Petra Bratzke, Chefin der Arbeitsagentur in Halle, sieht zudem eine konjunkturelle Ursache für den Rückgang. „Wenn die Konjunktur schlecht ist, setzten die Unternehmen eher auf Zeitarbeit.“ Zuletzt boomte die Wirtschaft in der Region jedoch. „Da binden die Firmen ihre Arbeitskräfte eher an sich.“
Es gibt heute teilweise Branchen, in denen in der Zeitarbeit mehr bezahlt wird
Eine zusätzliche Erklärung für die geringere Leiharbeit hat auch die IHK Halle-Dessau parat: „Zum anderen spüren auch die Verleihbetriebe den Fachkräftemangel und können nicht alle offenen Stellen besetzen. In der Folge sinken die Beschäftigtenzahlen in der Arbeitnehmerüberlassung deutschlandweit entgegen der allgemeinen Beschäftigung schon leicht ab“, führt Sprecherin Isabell Reimann aus.

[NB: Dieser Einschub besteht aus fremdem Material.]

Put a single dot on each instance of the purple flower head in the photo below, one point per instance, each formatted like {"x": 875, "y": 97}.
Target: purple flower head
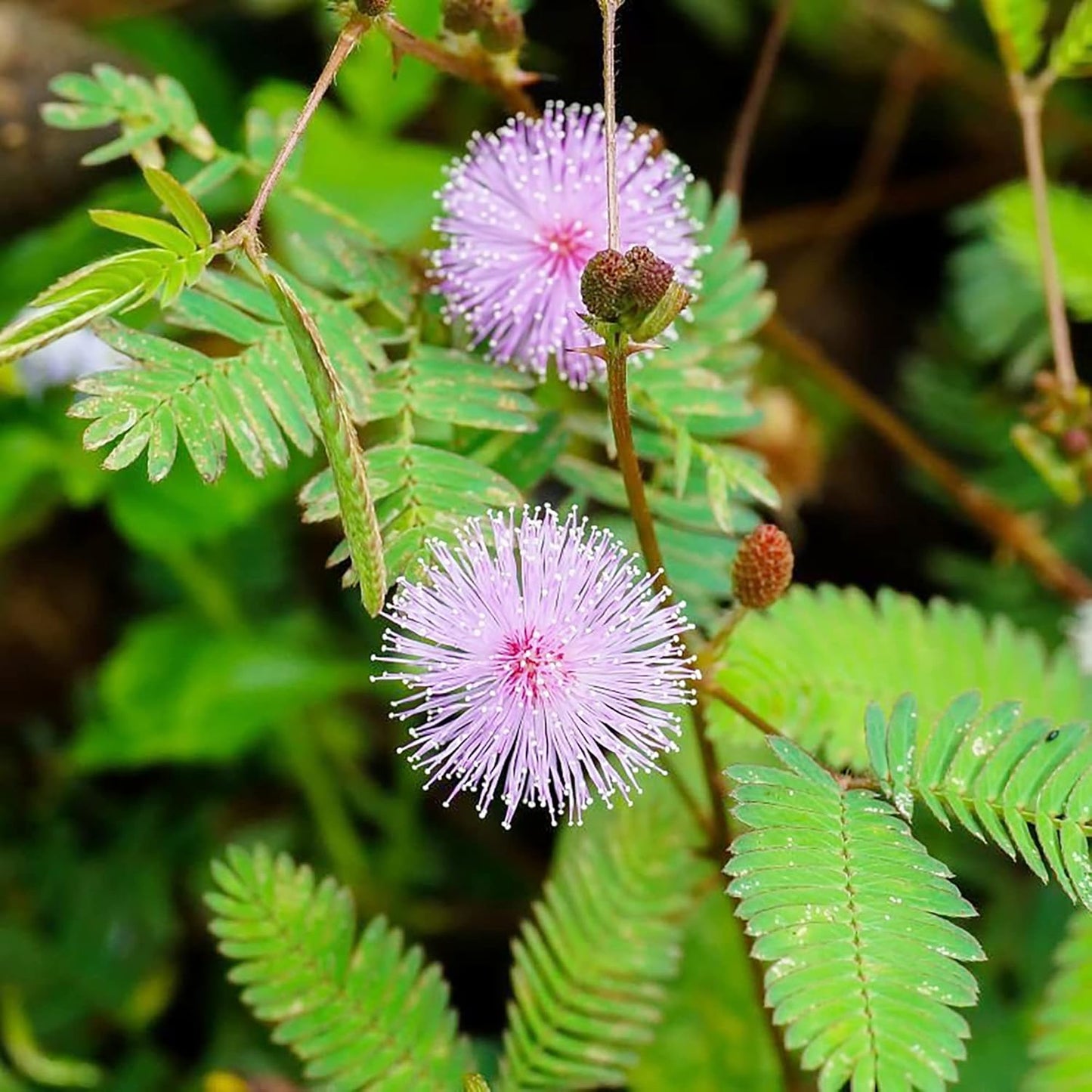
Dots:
{"x": 543, "y": 660}
{"x": 525, "y": 210}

Auch Anke Kanyár spürt den Fachkräftemangel. Es sei mühseliger geworden, Personal zu rekrutieren, berichtet sie: „Aber es ist immer eine Frage des Preises. Es gibt heute teilweise Branchen, in denen in der Zeitarbeit mehr bezahlt wird.“ Denn nicht nur die Leiharbeitsfirmen, sondern auch die Wirtschaft selbst hat natürlich Probleme Fachpersonal zu finden, was wiederum nicht schlecht fürs Leihgeschäft ist. Kanyár fasst zusammen: „Die Arbeitskräfte unterzubringen, ist kein Problem, eher die Kräfte zu kriegen.“ Gleichwohl habe sie noch nie soviel Personal rekrutiert, wie im Vorjahr, davon aber auch viel wieder abgegeben.

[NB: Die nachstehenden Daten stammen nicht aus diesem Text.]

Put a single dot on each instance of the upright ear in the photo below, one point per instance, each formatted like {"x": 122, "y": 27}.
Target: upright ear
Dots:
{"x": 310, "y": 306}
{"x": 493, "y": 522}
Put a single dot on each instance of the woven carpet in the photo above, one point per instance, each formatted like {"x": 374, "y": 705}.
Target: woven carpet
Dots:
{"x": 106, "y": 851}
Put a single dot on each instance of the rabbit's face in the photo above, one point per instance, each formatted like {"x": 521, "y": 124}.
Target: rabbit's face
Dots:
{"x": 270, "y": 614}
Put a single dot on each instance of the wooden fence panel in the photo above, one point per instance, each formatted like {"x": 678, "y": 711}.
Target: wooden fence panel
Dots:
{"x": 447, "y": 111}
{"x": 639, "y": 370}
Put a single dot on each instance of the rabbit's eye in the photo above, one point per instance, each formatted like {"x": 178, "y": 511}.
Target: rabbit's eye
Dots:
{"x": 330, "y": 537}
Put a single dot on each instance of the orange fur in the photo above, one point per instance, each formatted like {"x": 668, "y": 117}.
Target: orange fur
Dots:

IHK: Chance gerade für Arbeitslose über Leiharbeit wieder in feste Jobs zu kommen
Auch die IHK betont die Chance gerade für Arbeitslose über Leiharbeit wieder in feste Jobs zu kommen. Sprecherin Reimann rechnet dennoch angesichts der gesetzlichen Einschränkungen und einer sich abschwächenden Konjunktur mit einem weiteren Rückgang der Leiharbeit. Sie betont zugleich jedoch, dass die Nachfrage nach Leihpersonal aus der Wirtschaft derzeit noch groß sei, weil viele Unternehmen angesichts der guten wirtschaftlichen Lage überdurchschnittlich ausgelastet seien. Gerade im Verkehrsgewerbe, in Bauwirtschaft und Teilen der Industrie sei der Bedarf groß.

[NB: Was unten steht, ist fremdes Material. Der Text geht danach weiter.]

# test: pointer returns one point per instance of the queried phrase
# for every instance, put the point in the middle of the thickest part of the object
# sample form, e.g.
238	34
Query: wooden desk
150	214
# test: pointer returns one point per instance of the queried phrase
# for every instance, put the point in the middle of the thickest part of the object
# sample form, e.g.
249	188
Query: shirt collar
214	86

Ohnehin erwartet keiner der Fachleute ein baldiges Ende der, seit jeher wegen der teils unsicheren Arbeitsverhältnisse gerade von links kritisierten, Leiharbeit. Warum begründet Infra-Chef Günther: „Die Zeitarbeit ist ein wichtiges Instrument um flexibel auf Abgabeschwankungen zu reagieren und um neue Geschäftszweige zu entwickeln.“ (mz)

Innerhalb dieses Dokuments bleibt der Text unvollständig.